First post on the site, although I've been benefiitting from the questions on here for a while. I've been thinking about some SNP filtering and was hoping for some feedback on my ideas. I've been using mutect to identify somatic SNPs in tumor sample using a matched control and a panel of normal mutations. I'm still getting quite a few very SNPs called with low MAF (<0.1) and I'm keen to remove false positives where possible.
One idea I had was to run mutect with control and tumor bams swaped around and investigate the SNPs which are not rejected by the bayesian classifier or subsequent filtering (Control SNPs). Assuming that these are all false positives - the frequency of back-mutations should be vanishingly small - then I'd expect the attributes of these SNPs (read depth, alternate allele count, power to call strand inbalance, etc) to be similar to false positives SNPs in the tumor sample. I can therefore use these attributes to classify the tumor mutations as low or high confidence depending on how much they resemble the Control SNPs. In essence this would be similar, but opposite, to the GATK VariantQualityScoreCalibration tool (http://gatkforums.broadinstitute.org/discussion/39/variant-quality-score-recalibration-vqsr) which scores variants based on my much they resemble SNPs which are also found in a database of high-quality SNPs.

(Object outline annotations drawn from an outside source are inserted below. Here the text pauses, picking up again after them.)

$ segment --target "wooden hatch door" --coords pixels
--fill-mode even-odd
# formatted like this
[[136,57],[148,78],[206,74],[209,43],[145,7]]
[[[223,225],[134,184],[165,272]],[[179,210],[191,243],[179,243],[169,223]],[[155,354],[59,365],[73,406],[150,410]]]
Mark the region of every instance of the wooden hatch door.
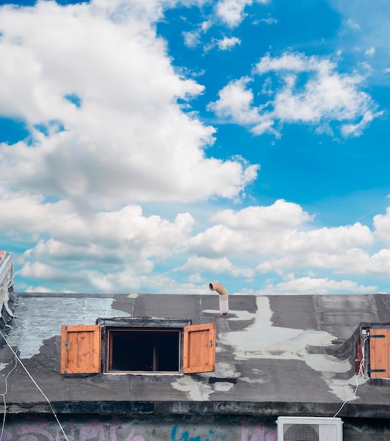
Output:
[[215,370],[215,323],[184,326],[183,373]]
[[370,375],[372,378],[390,378],[390,328],[370,330]]
[[101,325],[61,327],[61,373],[101,371]]

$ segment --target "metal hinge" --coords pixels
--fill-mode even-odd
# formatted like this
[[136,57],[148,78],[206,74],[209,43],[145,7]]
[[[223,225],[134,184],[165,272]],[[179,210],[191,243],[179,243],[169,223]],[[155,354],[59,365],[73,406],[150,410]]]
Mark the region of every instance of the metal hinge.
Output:
[[368,369],[368,372],[386,372],[386,369]]

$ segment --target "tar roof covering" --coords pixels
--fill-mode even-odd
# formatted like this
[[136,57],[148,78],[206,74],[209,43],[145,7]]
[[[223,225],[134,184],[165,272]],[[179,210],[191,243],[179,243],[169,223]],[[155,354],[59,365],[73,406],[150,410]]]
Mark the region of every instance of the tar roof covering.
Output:
[[[356,330],[361,323],[390,321],[387,294],[234,295],[226,316],[219,314],[215,293],[18,293],[18,298],[15,324],[7,340],[18,347],[20,360],[48,399],[63,411],[73,411],[76,403],[84,409],[94,403],[91,411],[99,411],[107,410],[107,403],[118,410],[123,403],[137,402],[149,403],[137,408],[146,412],[332,416],[346,401],[340,416],[377,417],[390,410],[389,387],[360,378],[356,390],[355,375]],[[215,323],[215,371],[61,374],[61,325],[123,316]],[[0,362],[6,375],[14,364],[7,346],[0,351]],[[23,406],[46,411],[44,397],[23,367],[11,373],[8,385],[8,411]]]

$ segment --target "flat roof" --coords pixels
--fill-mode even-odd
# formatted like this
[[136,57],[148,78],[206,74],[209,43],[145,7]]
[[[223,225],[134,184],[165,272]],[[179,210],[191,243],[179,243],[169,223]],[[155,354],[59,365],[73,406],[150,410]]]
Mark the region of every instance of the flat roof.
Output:
[[[129,411],[132,406],[141,413],[332,416],[348,401],[339,416],[389,414],[390,388],[359,378],[356,389],[355,375],[356,330],[362,323],[390,322],[389,294],[232,295],[227,316],[220,315],[218,296],[213,292],[17,295],[17,325],[8,330],[7,340],[18,347],[30,375],[58,411]],[[215,323],[215,371],[168,375],[60,373],[61,325],[90,325],[98,318],[124,316]],[[7,347],[0,349],[3,375],[14,358]],[[8,411],[49,411],[20,366],[8,385]]]

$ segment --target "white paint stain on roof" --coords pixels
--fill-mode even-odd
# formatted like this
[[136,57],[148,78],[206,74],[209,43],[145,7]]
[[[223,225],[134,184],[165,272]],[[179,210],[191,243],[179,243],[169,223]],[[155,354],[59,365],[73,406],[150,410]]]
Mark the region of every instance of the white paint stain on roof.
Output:
[[[18,317],[9,334],[11,346],[19,346],[19,357],[30,359],[39,353],[44,340],[61,335],[62,325],[94,325],[99,317],[129,315],[112,309],[113,298],[20,297]],[[56,311],[56,313],[53,313]],[[21,334],[20,334],[21,333]]]
[[310,351],[310,347],[331,345],[336,338],[334,335],[325,331],[273,326],[268,298],[257,297],[256,304],[256,313],[230,311],[230,316],[227,318],[253,323],[241,330],[222,332],[218,335],[220,344],[232,348],[235,359],[263,358],[303,361],[314,371],[322,373],[329,392],[343,400],[353,398],[351,379],[334,381],[336,374],[351,369],[349,361],[341,361],[326,354],[313,354]]

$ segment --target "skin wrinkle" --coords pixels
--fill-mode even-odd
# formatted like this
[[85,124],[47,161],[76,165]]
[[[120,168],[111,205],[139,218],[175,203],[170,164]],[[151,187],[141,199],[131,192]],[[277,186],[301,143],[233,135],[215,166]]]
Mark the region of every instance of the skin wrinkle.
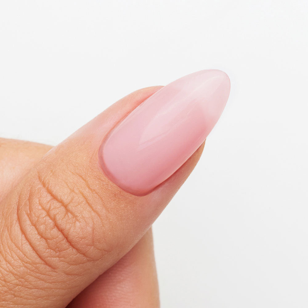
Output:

Does this seem a reasonable approach? If so, any advice on how best to do this? I assume some sort of clustering-based approach would be best?
EDIT: In response to Malachi's questions,s ome more details: I have 8 tumor and matched control exomes from non-smoking lung cancer patients. Our initial aim is to identify somatic SNPs and INDELs, although I would like to extend this to identification of suseptibility factors and mutation hotspots later if at all possible.
For the mutect analysis, I am employing the HC + PON mode by first running mutect on my 8 normal samples in single sample mode and then generating a vcf containing all variants found in at least 2 normal samples. All default parameters except min_qsore 20 and gap_events_threshold 2.